A feia verdade por trás da privacidade de dados do WhatsApp

Política de (não) privacidade. A WhatsApp, de propriedade do Facebook desde 2014, iniciou uma nova política de privacidade que muda as suas regras de partilha de dados, as quais entrarão em vigor em 8 de Fevereiro de 2021 [1] . Nesta nova política, o WhatsApp declarou que partilhará dados com o Facebook, sua empresa-mãe, acerca de chats de utilizadores, conexões, localização e informações do dispositivo, transacções e pagamentos. Também partilhará dados das nossas interacções com outras empresas que utilizem o Facebook como plataforma. O clamor público sobre a nova política de privacidade gerou um êxodo para alternativas muito mais seguras como o Signal. Os descarregamentos semanais do Signal e do Telegram, outro aplicativo popular de mensagens, aumentaram em milhões, juntamente com uma queda significativa de novos descarregamentos do WhatsApp.


O WhatsApp começou a compartilhar seus dados de utilizador com o Facebook já 2016, violando a garantia que havia dado em 2014 aos seus utilizadores, quando o Facebook adquiriu aquela plataforma de mensagens. Em 2016, ele mudou suas políticas de não compartilhamento dados dos utilizadores com o Facebook e deu àqueles então existentes um prazo muito restrito de 30 dias para saírem.

Desde então, qualquer pessoa que se associe ao WhatsApp tem de ler o seu contrato de utilizador com 8.000 palavras, descobrir a cláusula sobre o compartilhamento de dados e então optar por não compartilhá-los com o Facebook. Como é bem sabido, praticamente ninguém passa por esse exercício tortuoso. A maioria esmagadora dos utilizadores tem os seus dados compartilhados com o Facebook. No entanto, antes pelo menos havia uma cláusula que permitia aos utilizadores optarem pela exclusão. Agora a política proposta elimina até mesmo essa escolha. Brian Acton, cofundador do WhatsApp, abandonou o Facebook após a mudança de política de 2016 e a violação das garantias do Facebook aos utilizadores do WhatsApp. Ele fundou a Signal Foundation , uma organização sem fins lucrativos, para criar a aplicação Signal. O Signal agora está a emergir como uma alternativa ao WhatsApp em serviços de mensagens encriptadas.
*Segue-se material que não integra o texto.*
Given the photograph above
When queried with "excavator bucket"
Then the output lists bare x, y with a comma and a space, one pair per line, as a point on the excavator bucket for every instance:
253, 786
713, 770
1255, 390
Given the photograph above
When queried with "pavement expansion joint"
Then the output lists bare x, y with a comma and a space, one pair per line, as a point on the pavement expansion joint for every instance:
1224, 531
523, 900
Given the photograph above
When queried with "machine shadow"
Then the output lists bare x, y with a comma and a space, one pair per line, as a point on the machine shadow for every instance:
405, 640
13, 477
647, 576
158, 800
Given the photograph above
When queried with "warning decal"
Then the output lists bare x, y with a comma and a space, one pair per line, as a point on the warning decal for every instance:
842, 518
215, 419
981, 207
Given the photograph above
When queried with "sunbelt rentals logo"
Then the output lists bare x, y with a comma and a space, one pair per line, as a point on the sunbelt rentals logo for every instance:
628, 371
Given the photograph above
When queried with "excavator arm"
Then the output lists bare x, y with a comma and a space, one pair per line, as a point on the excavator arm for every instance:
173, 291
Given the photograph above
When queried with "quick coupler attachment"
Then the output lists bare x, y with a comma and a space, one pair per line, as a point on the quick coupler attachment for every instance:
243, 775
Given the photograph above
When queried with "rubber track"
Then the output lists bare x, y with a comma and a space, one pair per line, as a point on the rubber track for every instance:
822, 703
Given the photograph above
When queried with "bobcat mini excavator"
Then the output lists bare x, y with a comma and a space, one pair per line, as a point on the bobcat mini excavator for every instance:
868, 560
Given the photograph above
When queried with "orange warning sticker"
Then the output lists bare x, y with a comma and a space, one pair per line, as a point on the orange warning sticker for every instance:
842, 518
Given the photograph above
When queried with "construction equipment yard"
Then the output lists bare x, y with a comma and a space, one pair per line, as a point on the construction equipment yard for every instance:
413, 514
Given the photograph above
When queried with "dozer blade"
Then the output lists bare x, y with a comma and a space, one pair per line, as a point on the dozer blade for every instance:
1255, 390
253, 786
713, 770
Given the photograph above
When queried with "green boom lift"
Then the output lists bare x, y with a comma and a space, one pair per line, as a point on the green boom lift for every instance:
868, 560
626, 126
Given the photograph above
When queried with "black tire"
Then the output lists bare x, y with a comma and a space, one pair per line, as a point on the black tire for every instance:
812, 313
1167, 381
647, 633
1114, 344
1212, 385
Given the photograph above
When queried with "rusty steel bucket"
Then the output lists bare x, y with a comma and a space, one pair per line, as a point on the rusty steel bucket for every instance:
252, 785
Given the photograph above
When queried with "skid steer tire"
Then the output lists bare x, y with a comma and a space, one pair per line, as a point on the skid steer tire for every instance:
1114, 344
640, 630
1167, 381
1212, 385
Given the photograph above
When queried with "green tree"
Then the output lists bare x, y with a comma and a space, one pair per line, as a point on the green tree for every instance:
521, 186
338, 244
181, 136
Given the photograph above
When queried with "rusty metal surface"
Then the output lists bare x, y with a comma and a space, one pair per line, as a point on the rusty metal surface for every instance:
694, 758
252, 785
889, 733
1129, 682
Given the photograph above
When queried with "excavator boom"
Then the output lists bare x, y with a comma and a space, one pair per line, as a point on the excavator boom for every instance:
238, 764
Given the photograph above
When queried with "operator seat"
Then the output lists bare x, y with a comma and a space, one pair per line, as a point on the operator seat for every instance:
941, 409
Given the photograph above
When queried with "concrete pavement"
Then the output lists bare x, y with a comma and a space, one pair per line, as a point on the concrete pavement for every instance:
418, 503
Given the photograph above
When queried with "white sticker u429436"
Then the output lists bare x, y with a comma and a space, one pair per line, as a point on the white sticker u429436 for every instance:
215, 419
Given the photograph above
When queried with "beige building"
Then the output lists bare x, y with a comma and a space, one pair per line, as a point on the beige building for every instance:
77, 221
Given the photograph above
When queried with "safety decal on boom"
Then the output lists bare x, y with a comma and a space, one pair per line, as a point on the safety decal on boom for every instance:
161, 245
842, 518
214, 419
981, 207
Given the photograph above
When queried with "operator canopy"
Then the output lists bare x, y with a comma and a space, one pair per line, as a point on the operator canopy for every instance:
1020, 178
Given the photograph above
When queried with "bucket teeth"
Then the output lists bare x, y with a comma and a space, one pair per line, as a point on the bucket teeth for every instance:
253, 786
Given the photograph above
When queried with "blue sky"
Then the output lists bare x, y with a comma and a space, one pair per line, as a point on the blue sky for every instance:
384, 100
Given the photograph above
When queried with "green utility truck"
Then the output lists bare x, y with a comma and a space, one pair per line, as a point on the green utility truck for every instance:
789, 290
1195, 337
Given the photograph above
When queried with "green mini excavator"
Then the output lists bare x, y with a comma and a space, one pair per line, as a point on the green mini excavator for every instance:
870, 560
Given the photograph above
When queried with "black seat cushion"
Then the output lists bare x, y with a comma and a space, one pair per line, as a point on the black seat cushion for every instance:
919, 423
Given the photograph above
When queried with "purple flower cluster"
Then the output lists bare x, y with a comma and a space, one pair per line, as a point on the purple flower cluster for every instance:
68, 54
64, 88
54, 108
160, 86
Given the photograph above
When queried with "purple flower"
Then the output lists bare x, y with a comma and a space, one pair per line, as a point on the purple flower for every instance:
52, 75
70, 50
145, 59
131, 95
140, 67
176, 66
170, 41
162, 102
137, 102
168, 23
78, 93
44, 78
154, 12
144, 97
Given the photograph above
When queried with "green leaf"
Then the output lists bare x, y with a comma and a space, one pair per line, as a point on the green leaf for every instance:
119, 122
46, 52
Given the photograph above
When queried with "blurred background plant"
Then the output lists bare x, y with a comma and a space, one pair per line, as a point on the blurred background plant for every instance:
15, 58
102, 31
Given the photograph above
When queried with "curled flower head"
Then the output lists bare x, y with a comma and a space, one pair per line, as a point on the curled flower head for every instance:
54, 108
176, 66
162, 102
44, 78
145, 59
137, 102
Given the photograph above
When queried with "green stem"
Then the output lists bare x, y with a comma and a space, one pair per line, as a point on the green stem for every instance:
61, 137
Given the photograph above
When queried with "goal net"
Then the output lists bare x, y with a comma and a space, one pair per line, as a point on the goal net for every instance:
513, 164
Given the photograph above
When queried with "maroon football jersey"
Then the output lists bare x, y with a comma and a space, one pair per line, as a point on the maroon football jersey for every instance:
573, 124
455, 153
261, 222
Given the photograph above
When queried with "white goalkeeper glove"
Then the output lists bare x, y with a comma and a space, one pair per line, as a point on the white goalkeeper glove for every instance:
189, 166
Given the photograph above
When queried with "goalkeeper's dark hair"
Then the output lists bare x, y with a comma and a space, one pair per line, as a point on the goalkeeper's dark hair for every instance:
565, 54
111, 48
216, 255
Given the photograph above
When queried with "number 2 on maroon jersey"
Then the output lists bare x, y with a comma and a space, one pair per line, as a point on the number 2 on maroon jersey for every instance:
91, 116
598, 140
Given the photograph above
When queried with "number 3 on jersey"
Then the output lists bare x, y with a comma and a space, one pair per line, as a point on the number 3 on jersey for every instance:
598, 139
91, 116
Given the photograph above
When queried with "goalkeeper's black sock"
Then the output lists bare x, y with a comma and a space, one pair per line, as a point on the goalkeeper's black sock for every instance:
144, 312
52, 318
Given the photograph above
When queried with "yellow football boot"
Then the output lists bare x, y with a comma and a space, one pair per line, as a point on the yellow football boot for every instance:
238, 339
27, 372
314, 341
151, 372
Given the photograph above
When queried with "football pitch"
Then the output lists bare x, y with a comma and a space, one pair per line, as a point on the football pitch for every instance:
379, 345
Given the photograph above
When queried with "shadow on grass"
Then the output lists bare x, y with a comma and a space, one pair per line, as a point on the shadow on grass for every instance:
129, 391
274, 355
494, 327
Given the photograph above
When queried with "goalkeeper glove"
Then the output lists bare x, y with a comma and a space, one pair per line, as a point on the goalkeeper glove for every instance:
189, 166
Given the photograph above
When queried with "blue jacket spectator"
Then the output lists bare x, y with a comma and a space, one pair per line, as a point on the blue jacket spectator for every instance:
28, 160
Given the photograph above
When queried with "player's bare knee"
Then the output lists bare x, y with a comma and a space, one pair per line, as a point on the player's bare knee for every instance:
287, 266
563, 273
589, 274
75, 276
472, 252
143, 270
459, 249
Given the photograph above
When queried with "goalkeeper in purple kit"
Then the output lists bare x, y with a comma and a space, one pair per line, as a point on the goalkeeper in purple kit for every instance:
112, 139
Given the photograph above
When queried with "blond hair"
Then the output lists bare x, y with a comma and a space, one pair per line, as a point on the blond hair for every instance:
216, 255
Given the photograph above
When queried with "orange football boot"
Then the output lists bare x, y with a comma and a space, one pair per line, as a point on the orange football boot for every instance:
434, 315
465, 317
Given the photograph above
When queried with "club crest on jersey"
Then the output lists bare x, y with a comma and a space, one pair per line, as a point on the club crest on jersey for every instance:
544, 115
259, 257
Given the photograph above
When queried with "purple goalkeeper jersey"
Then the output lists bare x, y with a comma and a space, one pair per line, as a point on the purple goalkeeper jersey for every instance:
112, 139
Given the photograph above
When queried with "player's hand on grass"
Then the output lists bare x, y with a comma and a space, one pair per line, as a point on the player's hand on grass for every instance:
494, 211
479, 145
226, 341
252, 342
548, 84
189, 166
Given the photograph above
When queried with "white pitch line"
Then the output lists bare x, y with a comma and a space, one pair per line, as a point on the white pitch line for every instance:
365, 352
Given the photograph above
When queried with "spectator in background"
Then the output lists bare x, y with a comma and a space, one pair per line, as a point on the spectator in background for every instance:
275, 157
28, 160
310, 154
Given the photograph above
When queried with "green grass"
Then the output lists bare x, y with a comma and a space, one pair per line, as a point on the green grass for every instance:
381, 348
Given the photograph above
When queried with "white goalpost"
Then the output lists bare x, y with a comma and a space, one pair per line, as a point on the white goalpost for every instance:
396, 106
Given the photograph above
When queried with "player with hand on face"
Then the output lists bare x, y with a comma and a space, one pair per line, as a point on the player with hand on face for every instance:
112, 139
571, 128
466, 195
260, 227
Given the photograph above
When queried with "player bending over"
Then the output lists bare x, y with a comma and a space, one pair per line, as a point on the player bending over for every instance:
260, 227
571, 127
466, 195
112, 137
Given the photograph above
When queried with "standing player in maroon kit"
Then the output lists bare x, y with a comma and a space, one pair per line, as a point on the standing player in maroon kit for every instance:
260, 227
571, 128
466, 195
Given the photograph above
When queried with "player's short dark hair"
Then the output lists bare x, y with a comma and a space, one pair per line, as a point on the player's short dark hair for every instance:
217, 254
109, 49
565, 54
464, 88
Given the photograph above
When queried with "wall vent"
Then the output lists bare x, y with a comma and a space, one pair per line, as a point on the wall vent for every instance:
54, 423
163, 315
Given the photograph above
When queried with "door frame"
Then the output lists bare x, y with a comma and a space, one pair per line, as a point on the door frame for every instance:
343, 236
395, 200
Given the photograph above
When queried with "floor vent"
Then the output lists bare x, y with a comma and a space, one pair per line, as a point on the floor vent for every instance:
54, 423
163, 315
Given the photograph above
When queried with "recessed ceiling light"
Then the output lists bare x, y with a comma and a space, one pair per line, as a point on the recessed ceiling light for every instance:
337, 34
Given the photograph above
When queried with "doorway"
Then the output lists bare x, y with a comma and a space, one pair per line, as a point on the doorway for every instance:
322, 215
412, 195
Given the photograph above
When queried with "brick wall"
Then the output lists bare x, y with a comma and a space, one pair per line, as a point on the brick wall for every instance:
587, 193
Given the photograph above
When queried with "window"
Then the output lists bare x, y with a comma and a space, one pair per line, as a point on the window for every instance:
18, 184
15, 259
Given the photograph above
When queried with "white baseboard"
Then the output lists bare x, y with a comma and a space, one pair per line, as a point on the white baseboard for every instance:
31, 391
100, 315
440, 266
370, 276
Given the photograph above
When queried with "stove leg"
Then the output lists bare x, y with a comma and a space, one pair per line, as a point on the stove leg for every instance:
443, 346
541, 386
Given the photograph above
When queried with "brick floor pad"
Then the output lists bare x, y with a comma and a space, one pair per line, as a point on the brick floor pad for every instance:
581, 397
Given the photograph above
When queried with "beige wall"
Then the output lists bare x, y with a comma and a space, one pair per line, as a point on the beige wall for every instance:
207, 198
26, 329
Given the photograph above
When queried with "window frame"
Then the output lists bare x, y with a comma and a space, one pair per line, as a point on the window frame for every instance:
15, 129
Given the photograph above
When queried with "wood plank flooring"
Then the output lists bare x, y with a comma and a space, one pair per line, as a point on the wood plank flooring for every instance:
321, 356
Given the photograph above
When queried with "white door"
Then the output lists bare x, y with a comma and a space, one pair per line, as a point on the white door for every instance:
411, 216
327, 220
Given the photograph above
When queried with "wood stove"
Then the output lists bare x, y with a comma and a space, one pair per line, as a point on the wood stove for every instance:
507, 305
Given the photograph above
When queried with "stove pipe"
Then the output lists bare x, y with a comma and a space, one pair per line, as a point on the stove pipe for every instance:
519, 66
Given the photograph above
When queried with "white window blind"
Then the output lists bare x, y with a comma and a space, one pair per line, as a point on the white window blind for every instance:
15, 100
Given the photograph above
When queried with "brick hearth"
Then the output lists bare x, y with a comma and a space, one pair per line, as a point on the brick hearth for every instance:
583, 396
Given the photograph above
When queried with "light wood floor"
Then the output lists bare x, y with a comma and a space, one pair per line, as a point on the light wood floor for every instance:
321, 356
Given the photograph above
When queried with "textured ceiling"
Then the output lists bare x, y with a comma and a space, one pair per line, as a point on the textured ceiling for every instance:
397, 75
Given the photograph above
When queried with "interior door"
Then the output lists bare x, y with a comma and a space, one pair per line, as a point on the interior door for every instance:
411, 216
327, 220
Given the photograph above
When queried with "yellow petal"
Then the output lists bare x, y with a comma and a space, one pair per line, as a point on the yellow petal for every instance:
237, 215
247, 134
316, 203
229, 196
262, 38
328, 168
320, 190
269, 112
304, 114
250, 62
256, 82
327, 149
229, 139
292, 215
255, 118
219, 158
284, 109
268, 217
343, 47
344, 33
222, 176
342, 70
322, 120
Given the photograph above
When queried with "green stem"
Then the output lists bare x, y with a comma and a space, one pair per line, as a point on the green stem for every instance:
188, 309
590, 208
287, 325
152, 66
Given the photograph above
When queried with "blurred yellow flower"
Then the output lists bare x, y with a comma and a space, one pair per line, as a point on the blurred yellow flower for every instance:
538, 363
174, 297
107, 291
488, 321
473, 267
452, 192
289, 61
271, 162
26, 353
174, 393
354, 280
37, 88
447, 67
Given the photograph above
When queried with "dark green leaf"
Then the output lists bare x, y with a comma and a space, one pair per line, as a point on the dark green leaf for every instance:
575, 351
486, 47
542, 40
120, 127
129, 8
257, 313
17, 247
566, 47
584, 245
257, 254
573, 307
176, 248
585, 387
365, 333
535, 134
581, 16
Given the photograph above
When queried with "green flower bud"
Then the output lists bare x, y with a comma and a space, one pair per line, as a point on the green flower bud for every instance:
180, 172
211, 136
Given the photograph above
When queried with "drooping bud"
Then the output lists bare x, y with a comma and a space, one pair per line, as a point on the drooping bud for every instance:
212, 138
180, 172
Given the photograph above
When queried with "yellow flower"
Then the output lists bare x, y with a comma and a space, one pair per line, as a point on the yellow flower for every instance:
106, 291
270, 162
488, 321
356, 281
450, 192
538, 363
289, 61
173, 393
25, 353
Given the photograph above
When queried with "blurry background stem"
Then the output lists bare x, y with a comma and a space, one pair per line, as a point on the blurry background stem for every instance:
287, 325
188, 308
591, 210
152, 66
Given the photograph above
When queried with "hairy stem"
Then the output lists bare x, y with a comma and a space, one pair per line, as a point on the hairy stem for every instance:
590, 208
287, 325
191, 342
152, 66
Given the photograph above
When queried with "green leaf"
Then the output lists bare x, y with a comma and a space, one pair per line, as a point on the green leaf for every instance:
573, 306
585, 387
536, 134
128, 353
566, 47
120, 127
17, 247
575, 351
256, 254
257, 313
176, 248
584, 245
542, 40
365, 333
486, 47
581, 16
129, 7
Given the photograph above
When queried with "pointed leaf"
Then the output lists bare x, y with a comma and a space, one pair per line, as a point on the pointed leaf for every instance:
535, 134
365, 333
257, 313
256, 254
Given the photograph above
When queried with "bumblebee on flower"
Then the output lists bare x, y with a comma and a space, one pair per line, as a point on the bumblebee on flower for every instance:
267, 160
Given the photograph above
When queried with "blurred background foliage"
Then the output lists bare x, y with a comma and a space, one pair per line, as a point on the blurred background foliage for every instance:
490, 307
Na Índia, o Facebook assegurou autorização para o seu aplicativo de pagamento – WhatsApp UPI – em Novembro do ano passado. Foi logo depois de o Facebook injectar US$5,7 mil milhões de dólares na plataforma Reliance Jio. O regulador indiano – NPCI (National Payments Corporation of India) – pediu que os dados do WhatsApp fossem mantidos separados do Facebook. Não consta da declaração da App Store que o Facebook tenha seguido esta exigência regulatória e a sua nova política de compartilhamento de dados com o Facebook é uma violação explícita da orientação da NPCI.

Curiosamente, sob pressão dos reguladores da UE e do Reino Unido, os dados do WhatsApp não são compartilhados com o Facebook, uma disposição que o Facebook diz que ainda seguirá. Para o resto do mundo, incluindo os EUA, é um compartimento de dados em grande escala. E, como se sabe, os dados são a força vital da economia digital.

Assustado com o êxodo em massa do WhatsApp, o Facebook está em modo de controle de avarias. Ele garantiu a seus utilizadores que o conteúdo das mensagens criptografadas do WhatsApp não será lido ou compartilhado com o Facebook ou outras empresas. Numa tentativa de conter a onda de saídas do WhatsApp, este optou pelo caminho dispendioso de colocar anúncios de página inteira nos principais jornais do país. É uma reminiscência da sua tentativa fracassada de influenciar as pessoas com informações enganosas na época do Free Basics. O que ele esquece de mencionar é o que faz com todo o conjunto de dados além do conteúdo de suas mensagens. Estes dados, como indica a política do aplicativo, são compartilhados com outros, inclusive a sua empresa-mãe, o Facebook.

Antes de verificar as suas demais afirmações, vejamos como o WhatsApp descreve suas políticas de compartilhamento de dados na Apple App Store.

Por outras palavras, o WhatsApp declarou oficialmente que colecta seus dados pessoais e, de acordo com sua nova política de privacidade, serão compartilhados não apenas com o Facebook, mas também com outras empresas que utilizam a plataforma Facebook-WhatsApp.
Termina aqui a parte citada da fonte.